It is fortunate that no lives were lost in the blaze that gutted five shops during Diwali at the Janata Market at Turbhe, Navi Mumbai. Reports state that due to the market’s narrow lanes, fire brigade officials found it tough to douse the fire. There has been large-scale encroachment around the market, effectively shutting off exit and entry routes.
While one is talking about Turbhe’s Janata Market here, this particular incident could happen at any of the city’s markets. Most of them are accessed through narrow lanes, stalls jostle for space; and there is large-scale encroachment outside the markets, all along the main roads leading to the them. Many markets store inflammable material. Most if not all of them do not have fire fighting equipment inside. They are usually located in densely crowded areas and, of course, attract a huge number of shoppers especially during festival time. Stalls sell everything from groceries to clothes to household appliances and decorative items. Given the paucity of space in the city, these shops are tightly packed, right next to each other, ensuring that buyers also have to jostle for space. A fire in such a situation would be devastating because people would not have any way out. Even a call of fire would mean hordes of people trying to get out all at once, and a stampede is also not out of the question.

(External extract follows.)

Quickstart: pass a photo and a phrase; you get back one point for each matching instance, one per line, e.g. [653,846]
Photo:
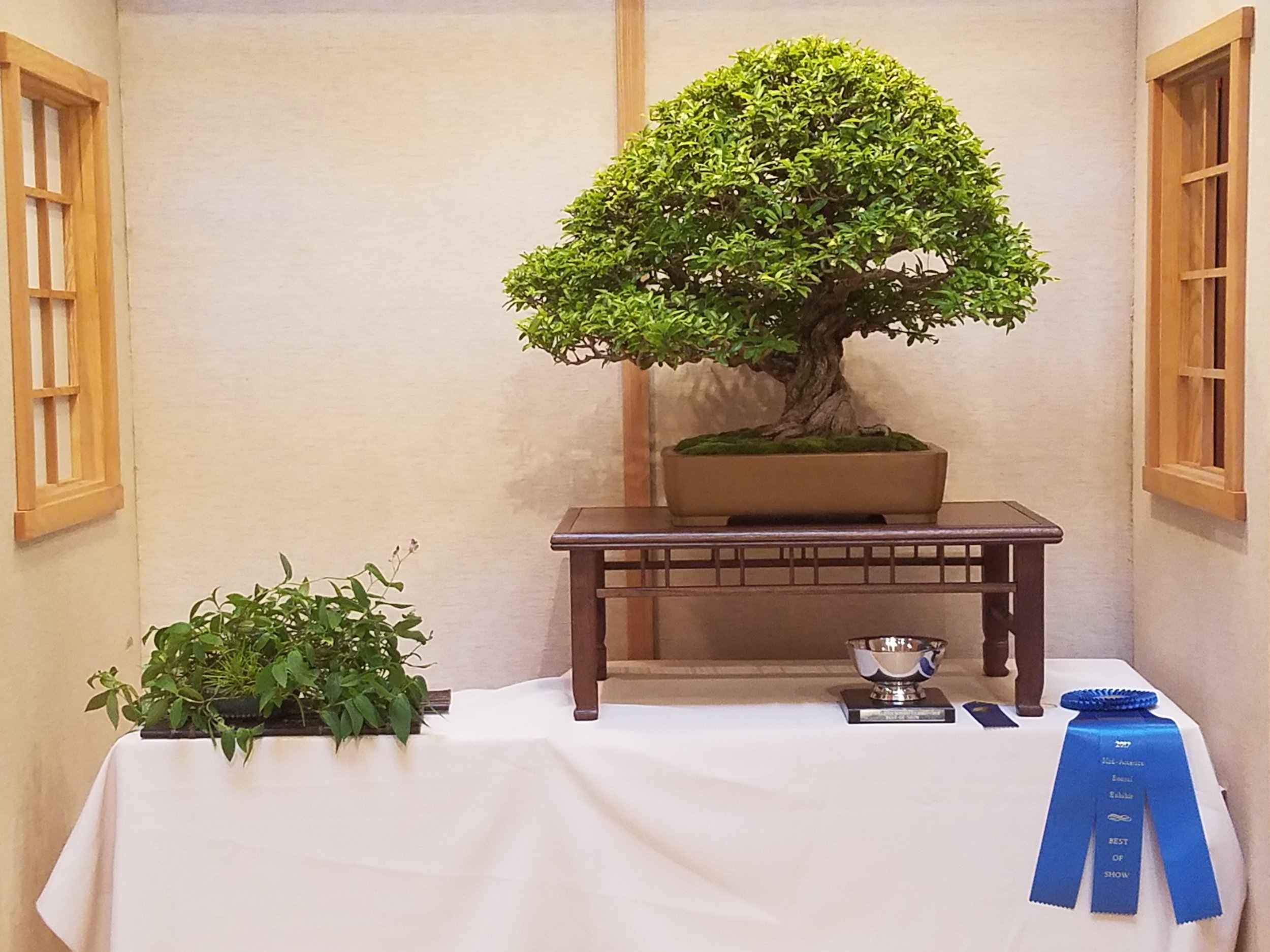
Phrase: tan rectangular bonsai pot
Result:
[905,486]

The areas outside markets also have a number of hawkers and other encroachments. It is time the authorities relocate hawkers to specially designated ‘Hawking Zones’ to free up these spaces.
While hawking zones may take time to be implemented and many of these structures cannot be rebuilt for fire engine access, at least some kind of fire fighting equipment should be kept inside markets. Shopkeepers could also keep firefighting equipment. Small equipment is available, which may not be able to douse huge blazes but could at least give them a few minutes to escape or even stop fires from spreading.